Auditor General John Muwanga has previously expressed concern over the suspense account

Last week, the High court sentenced John Sooka, a former employee of the National Social Security Fund (NSSF), to five years in prison for fraudulently withdrawing over Shs 152m from the fund’s suspense account.

This was after NSSF handed him over in October, 2019 to the police and directorate of public prosecutions (DPP) following an internal investigation that established suspicious withdraws he had fraudulently processed over time.

The suspense account is where the fund temporarily saves contributions with unclear details of the member accounts to which they should be deposited. The money is later allocated to the respective member accounts upon reconciliation with the contributing employers.

So, in October, 2019, the fund’s internal audit department established that Sooka had presented fictitious claim documents that he used to access monies of the unsuspecting members between May, 2017 and July, 2019.

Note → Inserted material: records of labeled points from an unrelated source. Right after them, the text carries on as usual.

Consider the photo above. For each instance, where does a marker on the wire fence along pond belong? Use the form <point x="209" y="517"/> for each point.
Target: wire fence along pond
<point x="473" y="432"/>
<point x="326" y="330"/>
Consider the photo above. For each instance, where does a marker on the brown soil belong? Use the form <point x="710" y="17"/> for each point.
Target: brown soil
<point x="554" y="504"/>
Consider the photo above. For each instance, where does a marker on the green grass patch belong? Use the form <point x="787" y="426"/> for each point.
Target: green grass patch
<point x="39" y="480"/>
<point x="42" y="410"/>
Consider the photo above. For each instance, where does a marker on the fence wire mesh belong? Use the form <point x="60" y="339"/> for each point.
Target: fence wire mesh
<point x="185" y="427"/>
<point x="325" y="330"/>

“All the monies released on account of the false claims was credited to the (bank) accounts controlled by the accused…,” read the judgement delivered by lady justice Margaret Tibulya on February 25, 2023.

At the time of his arrest, Sooka had fraudulently claimed monies for seven members. The fund’s internal audit team identified unusual withdraws on the suspense account following a tip-off by one of the victims. It was discovered that the genuine members hadn’t claimed their monies although claims had been processed in their favour.

Sooka was convicted on a total of 10 counts that included embezzlement, money laundering, forgery and uttering of false documents. Justice Tibulya convicted Sooka on each of the 10 counts as charged. He was asked to refund the Shs 152m he had stolen from the fund and banned from assuming any positions in public offices for a period of 10 years.

TIGHTER SECURITY

Barbra Arimi, the fund’s head of marketing and corporate affairs, said that the win demonstrated the fund’s zero tolerance to fraud.

“We are committed to protecting our members’ savings at all costs and have put in place several security checks to prevent fraud especially from the suspense account.”

The fund has since put in place initiatives to mitigate the growth of balances on the suspense account. These initiatives include the e-collections portal which makes it impossible for employers to remit without complete employee information, publication of suspense in different media platforms as well as field engagements aimed at tracing members on the suspense account.

In addition, the fund has fully integrated with NIRA to enable the registration of members, and this has significantly reduced the amount of incoming suspense.

“The bulk of the suspense relates to historical periods. Once all efforts to clear suspense are exhausted, we will publish all pending suspense and have it moved to the reserve as per provisions of the NSSF Act (as amended),” Arimi concluded.